Cesarianas, nas quais O bebê nasce cirurgicamente através de uma incisão no abdômen da mãe, geralmente são bastante seguros e geralmente são a melhor escolha possível quando se trata de preservar a vida da mãe e do bebê. Mas a incisão do tamanho de um bebê que deve ser cortada no abdômen da mãe pode vir com efeitos colaterais potencialmente graves, incluindo coágulos sanguíneos, infecções e cicatrizes que podem tornar a gravidez futura mais difícil e nascimentos futuros mais perigosos.

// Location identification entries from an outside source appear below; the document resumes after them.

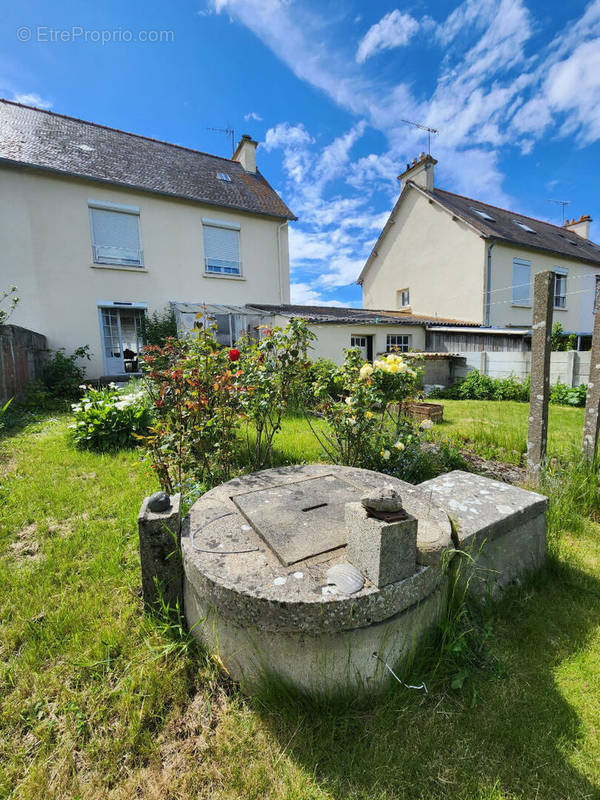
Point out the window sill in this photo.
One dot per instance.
(225, 276)
(121, 267)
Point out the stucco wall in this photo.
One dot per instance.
(581, 282)
(332, 340)
(439, 260)
(46, 251)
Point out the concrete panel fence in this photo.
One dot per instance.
(22, 354)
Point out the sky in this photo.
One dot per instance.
(512, 86)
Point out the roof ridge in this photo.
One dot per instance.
(509, 211)
(115, 130)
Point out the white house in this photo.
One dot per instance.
(98, 225)
(444, 254)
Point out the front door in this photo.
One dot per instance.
(121, 339)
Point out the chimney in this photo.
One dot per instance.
(580, 226)
(420, 171)
(245, 153)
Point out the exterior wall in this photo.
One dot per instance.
(333, 339)
(22, 354)
(440, 261)
(45, 249)
(581, 282)
(569, 367)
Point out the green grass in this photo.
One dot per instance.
(98, 701)
(499, 429)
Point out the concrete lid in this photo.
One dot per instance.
(230, 565)
(482, 508)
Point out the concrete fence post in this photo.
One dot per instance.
(543, 296)
(592, 401)
(159, 527)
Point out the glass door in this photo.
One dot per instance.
(121, 339)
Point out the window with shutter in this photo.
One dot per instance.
(116, 237)
(221, 250)
(521, 281)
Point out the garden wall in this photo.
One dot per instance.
(22, 354)
(571, 367)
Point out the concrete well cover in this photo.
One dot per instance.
(301, 519)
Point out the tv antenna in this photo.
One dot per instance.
(561, 203)
(422, 128)
(228, 132)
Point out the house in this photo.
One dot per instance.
(98, 226)
(444, 254)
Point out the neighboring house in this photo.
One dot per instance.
(444, 254)
(98, 226)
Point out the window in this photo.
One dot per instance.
(398, 342)
(521, 281)
(115, 234)
(482, 214)
(402, 298)
(560, 288)
(222, 249)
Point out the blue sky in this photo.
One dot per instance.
(512, 85)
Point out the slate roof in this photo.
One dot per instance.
(41, 139)
(356, 316)
(552, 238)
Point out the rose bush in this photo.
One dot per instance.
(361, 406)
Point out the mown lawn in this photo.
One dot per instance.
(499, 429)
(98, 701)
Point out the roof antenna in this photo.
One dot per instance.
(423, 128)
(562, 203)
(228, 132)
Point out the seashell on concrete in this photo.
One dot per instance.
(346, 578)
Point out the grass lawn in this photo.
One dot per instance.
(499, 429)
(98, 701)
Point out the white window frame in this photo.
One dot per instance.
(398, 347)
(560, 274)
(519, 284)
(215, 272)
(400, 297)
(101, 205)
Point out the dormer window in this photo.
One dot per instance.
(482, 214)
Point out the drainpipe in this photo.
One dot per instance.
(488, 283)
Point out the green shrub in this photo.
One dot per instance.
(107, 419)
(62, 376)
(159, 326)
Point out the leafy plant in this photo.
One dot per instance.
(359, 403)
(62, 376)
(273, 371)
(107, 419)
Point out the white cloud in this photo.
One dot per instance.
(393, 30)
(32, 99)
(305, 295)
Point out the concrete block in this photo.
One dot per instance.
(160, 555)
(385, 552)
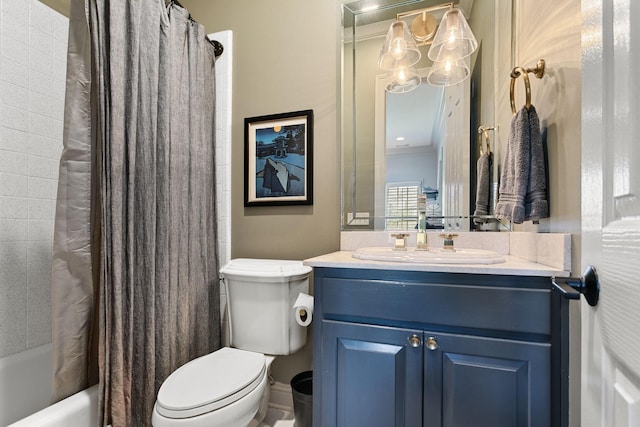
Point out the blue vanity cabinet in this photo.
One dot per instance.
(413, 349)
(378, 376)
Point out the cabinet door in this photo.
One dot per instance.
(474, 381)
(371, 376)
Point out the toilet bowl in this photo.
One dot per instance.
(225, 388)
(230, 387)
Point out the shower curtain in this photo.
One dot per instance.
(135, 259)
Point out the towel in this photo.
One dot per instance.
(483, 187)
(536, 205)
(523, 181)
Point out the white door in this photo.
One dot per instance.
(611, 211)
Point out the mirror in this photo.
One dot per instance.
(439, 125)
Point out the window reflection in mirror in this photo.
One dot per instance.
(372, 166)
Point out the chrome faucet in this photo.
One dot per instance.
(447, 244)
(400, 241)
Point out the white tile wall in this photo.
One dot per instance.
(33, 44)
(223, 158)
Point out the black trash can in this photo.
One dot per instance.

E isso é apenas quando as coisas vão razoavelmente bem. Existem várias complicações graves que podem ocorrer facilmente durante a gravidez. A pré-eclâmpsia, por exemplo, na qual o corpo da mãe tem uma forte reação adversa à gravidez, afeta até 8% das gestações em todo o mundo. Não tem cura conhecida, exceto para o parto do feto e da placenta – e se não tratada pode levar a órgãos fracasso e morte.

Outras complicações são mais raras, mas ainda assim aterrorizantes. Vou poupá-lo dos detalhes sangrentos, que pesquisei extensivamente como meu próprio meio pessoal de lidar com os riscos médicos da gravidez.Mas a questão é que quanto mais eu aprendo, mais certo tenho de que a gravidez pode ser mágica, sim, mas mesmo a gravidez mais mágica também vem com perdas físicas significativas e riscos médicos substanciais.

Como uma doação de órgãos, isso é algo que o torna ainda mais bonito se for algo que você escolheu afirmativamente, mas ainda mais traumático se você foi forçado a isso. A ideia de forçar alguém a um transplante de órgão é de fato tão apavorante que é o tema de vários filmes de terror, para não mencionar os mitos urbanos em todo o mundo. Mas a ideia de forçar alguém, por lei e contra sua vontade, a suportar os danos físicos e os perigos da gravidez é de alguma forma considerada um posição política dominante.

É hora de o debate sobre o aborto neste país chegar a um acordo com o que políticos pró-vida como Huckabee estão realmente dizendo. Banir o aborto não é prevenir matar, é forçar a gravidez. E forçar uma pessoa a comprometer substancialmente sua própria saúde contra sua vontade para o benefício de outrem, até mesmo de seus próprios filhos, é errado. Não fazemos isso depois do nascimento. Não deveríamos fazer isso antes, também.